A survey has found that reducing stigma attributed to Alzheimer’s disease is vital to prevention research.
The survey focused on what beliefs, attitudes and expectations are most often associated with the disease.
“We found that concerns about discrimination and overly harsh judgments about the severity of symptoms were most prevalent,” said Shana Stites, Psy.D., from the Perelman School of Medicine, University of Pennsylvania.
“By understanding what the biggest concerns are about the disease, we can help develop programs and policies to reduce the stigma about Alzheimer’s disease.”
The random sample of 317 adults was asked to react to a fictional description of a person with mild stage Alzheimer’s disease dementia. The study asked respondents to read a vignette and then complete the survey. Three different assessments were presented for the fictional person’s condition. Respondents were told the person’s condition would worsen, improve or remain unchanged.

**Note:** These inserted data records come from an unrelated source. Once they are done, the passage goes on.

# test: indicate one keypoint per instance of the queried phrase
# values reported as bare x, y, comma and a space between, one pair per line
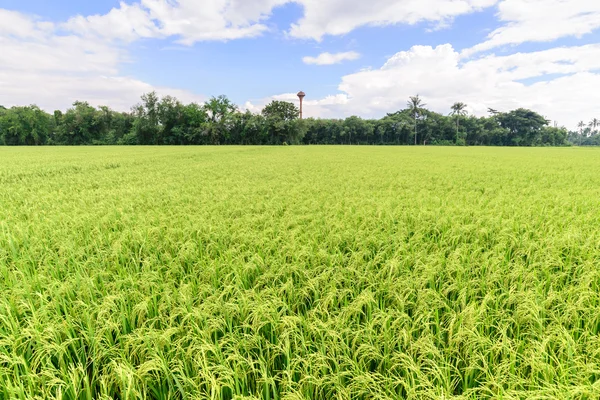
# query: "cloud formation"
330, 59
541, 21
39, 65
559, 83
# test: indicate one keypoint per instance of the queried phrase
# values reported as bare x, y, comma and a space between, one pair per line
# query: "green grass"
299, 273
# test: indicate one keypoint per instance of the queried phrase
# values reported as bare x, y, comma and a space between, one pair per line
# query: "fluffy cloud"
330, 59
541, 21
441, 78
37, 65
194, 20
189, 20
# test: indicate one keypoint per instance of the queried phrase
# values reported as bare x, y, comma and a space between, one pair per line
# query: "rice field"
287, 273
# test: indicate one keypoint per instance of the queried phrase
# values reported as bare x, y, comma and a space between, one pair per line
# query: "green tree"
281, 110
416, 106
458, 110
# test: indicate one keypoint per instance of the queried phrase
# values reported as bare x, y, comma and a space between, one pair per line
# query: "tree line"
167, 121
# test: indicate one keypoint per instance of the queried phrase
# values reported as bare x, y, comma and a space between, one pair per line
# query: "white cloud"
330, 59
439, 76
541, 21
39, 66
201, 20
338, 17
189, 20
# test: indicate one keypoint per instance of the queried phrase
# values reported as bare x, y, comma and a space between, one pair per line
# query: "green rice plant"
293, 273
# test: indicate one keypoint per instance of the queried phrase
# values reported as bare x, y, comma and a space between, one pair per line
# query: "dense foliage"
299, 273
166, 121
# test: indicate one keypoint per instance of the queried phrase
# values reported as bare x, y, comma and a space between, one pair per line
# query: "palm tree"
458, 110
415, 105
594, 123
581, 125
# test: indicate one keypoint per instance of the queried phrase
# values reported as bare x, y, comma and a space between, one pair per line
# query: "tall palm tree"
458, 110
594, 124
415, 105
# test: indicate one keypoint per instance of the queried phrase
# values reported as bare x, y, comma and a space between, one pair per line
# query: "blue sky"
541, 54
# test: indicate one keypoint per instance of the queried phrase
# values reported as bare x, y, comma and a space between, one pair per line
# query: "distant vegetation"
167, 121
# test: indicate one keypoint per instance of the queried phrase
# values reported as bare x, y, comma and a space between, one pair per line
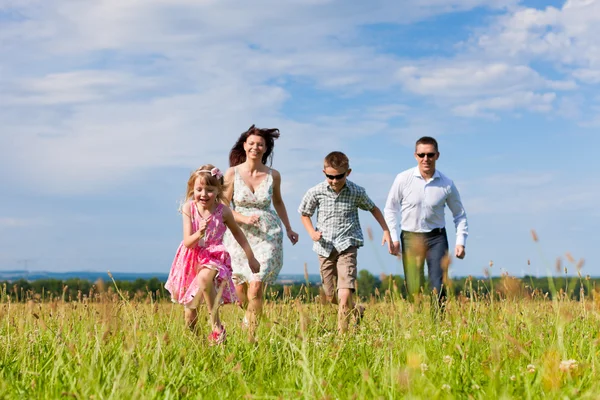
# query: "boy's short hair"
336, 160
427, 140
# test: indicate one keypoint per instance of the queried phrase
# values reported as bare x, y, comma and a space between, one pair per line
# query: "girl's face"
204, 194
255, 147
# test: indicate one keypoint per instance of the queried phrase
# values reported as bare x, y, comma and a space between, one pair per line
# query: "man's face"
426, 156
336, 177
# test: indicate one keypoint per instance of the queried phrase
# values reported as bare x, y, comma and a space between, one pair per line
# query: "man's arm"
392, 213
386, 232
460, 221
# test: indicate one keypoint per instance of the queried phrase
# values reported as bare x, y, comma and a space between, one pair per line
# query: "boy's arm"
307, 208
307, 222
280, 207
386, 232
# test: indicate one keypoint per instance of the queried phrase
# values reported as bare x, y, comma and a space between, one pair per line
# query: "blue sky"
106, 106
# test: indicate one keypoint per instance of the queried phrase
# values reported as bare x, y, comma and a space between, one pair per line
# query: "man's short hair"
337, 160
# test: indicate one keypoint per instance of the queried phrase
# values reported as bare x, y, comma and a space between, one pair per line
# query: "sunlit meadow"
106, 347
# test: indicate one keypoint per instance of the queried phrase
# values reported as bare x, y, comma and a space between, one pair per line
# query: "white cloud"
518, 100
567, 35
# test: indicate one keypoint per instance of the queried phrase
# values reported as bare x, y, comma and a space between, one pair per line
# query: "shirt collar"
417, 173
330, 189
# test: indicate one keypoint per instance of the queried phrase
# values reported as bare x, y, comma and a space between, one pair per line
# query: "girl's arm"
239, 218
280, 207
190, 240
239, 236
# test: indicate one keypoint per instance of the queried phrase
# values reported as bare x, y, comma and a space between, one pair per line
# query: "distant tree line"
368, 285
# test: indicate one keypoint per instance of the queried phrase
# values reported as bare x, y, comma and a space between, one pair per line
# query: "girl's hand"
202, 227
254, 265
293, 236
252, 220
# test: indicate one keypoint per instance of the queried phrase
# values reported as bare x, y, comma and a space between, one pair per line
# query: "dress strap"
193, 215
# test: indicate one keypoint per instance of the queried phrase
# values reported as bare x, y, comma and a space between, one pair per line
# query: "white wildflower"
567, 365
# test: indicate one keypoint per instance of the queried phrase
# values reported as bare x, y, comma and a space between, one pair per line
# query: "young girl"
202, 265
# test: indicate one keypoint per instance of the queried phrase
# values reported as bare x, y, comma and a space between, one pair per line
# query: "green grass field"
481, 349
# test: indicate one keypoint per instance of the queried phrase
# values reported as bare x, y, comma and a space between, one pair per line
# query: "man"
418, 196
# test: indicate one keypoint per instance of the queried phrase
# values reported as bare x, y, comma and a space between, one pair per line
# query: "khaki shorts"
338, 271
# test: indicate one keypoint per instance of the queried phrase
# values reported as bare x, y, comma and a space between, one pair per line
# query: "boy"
338, 234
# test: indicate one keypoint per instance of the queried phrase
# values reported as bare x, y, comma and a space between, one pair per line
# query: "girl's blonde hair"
204, 173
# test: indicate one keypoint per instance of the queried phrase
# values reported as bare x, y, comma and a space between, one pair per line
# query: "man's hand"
459, 251
395, 249
388, 239
316, 236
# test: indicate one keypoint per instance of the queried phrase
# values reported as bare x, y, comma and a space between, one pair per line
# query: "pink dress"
182, 282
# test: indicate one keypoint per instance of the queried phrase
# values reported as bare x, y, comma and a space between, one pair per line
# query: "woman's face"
255, 147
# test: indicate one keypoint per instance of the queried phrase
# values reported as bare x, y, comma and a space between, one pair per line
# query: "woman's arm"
239, 218
239, 236
280, 207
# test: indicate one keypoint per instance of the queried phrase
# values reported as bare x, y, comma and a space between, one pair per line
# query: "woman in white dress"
251, 187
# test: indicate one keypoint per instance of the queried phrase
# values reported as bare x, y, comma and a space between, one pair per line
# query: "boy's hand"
316, 236
254, 265
388, 239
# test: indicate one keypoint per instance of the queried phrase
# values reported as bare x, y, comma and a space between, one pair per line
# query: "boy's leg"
413, 261
437, 251
347, 271
329, 275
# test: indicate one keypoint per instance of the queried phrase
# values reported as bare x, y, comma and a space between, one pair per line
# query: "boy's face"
336, 178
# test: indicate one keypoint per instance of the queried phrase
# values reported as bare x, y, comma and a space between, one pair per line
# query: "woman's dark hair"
237, 155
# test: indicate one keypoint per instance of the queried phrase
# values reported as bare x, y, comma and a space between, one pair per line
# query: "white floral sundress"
266, 238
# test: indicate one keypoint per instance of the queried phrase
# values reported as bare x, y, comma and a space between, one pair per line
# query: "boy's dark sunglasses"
430, 155
338, 177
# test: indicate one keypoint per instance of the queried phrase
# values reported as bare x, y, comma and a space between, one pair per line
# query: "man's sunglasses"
338, 177
422, 155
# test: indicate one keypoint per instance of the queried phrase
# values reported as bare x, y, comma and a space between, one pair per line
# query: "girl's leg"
206, 278
190, 316
242, 293
255, 303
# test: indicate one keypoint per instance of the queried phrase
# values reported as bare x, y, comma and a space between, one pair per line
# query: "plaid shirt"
337, 215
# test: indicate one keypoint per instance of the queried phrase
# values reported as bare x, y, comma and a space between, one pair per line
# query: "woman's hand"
293, 236
252, 220
254, 265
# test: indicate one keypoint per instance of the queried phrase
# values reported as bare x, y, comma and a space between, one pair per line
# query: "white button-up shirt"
421, 203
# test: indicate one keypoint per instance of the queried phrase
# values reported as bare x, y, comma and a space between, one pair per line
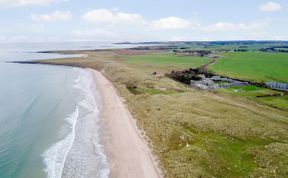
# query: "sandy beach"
128, 153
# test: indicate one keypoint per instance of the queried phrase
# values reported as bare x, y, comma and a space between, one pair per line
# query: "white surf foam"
55, 156
82, 145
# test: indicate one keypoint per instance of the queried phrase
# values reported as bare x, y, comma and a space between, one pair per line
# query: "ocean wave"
80, 152
55, 156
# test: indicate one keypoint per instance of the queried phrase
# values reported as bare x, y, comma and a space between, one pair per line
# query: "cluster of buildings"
277, 86
215, 82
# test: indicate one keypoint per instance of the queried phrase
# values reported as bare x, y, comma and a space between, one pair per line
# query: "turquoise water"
48, 116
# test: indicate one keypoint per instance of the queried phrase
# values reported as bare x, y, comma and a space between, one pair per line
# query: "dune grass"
253, 66
197, 133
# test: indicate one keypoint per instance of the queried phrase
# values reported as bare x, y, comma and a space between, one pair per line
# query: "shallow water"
49, 116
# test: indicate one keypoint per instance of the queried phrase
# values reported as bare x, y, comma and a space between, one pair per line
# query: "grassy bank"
196, 133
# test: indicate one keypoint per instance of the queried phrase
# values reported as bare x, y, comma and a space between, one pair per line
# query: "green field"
251, 92
166, 61
253, 66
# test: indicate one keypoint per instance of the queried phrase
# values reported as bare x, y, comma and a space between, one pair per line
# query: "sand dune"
127, 151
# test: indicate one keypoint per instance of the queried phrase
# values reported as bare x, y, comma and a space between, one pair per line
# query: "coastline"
127, 151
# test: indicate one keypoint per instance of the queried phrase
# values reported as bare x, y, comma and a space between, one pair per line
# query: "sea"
49, 123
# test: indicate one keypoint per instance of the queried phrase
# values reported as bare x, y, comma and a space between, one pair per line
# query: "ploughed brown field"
194, 133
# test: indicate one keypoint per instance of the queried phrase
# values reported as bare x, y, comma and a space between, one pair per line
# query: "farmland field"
165, 61
253, 66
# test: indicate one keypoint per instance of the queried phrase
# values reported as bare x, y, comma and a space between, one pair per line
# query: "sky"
142, 20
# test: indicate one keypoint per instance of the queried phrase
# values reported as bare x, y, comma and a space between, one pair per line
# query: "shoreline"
127, 151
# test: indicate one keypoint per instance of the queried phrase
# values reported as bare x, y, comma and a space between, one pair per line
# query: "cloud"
112, 17
54, 16
170, 23
128, 18
98, 16
18, 3
226, 26
270, 7
94, 34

Over half of the respondents (55 percent) expected the person with mild cognitive impairment or dementia due to Alzheimer’s to be discriminated against by employers and to be excluded from medical decision-making.
Almost half expected the person’s health insurance would be limited due to data in the medical record (47 percent), a brain imaging result (46 percent) or genetic test result (45 percent). Those numbers increased when the survey participants were informed that the condition of the person with Alzheimer’s would worsen over time.
“The unfortunate stigma associated with Alzheimer’s may prevent people from getting the diagnosis they need or the opportunity for early intervention that could improve their quality of life,” said Maria C. Carrillo, Ph.D., Chief Science Officer, Alzheimer’s Association.
“We need to reduce the stigma to encourage persons with mild or even no symptoms of Alzheimer’s disease to enroll in prevention trials to find effective treatments. These survey findings could also have implications on the national goal of developing an effective therapy by 2025.”
The survey results are published in Alzheimer’s & Dementia: The Journal of the Alzheimer’s Association.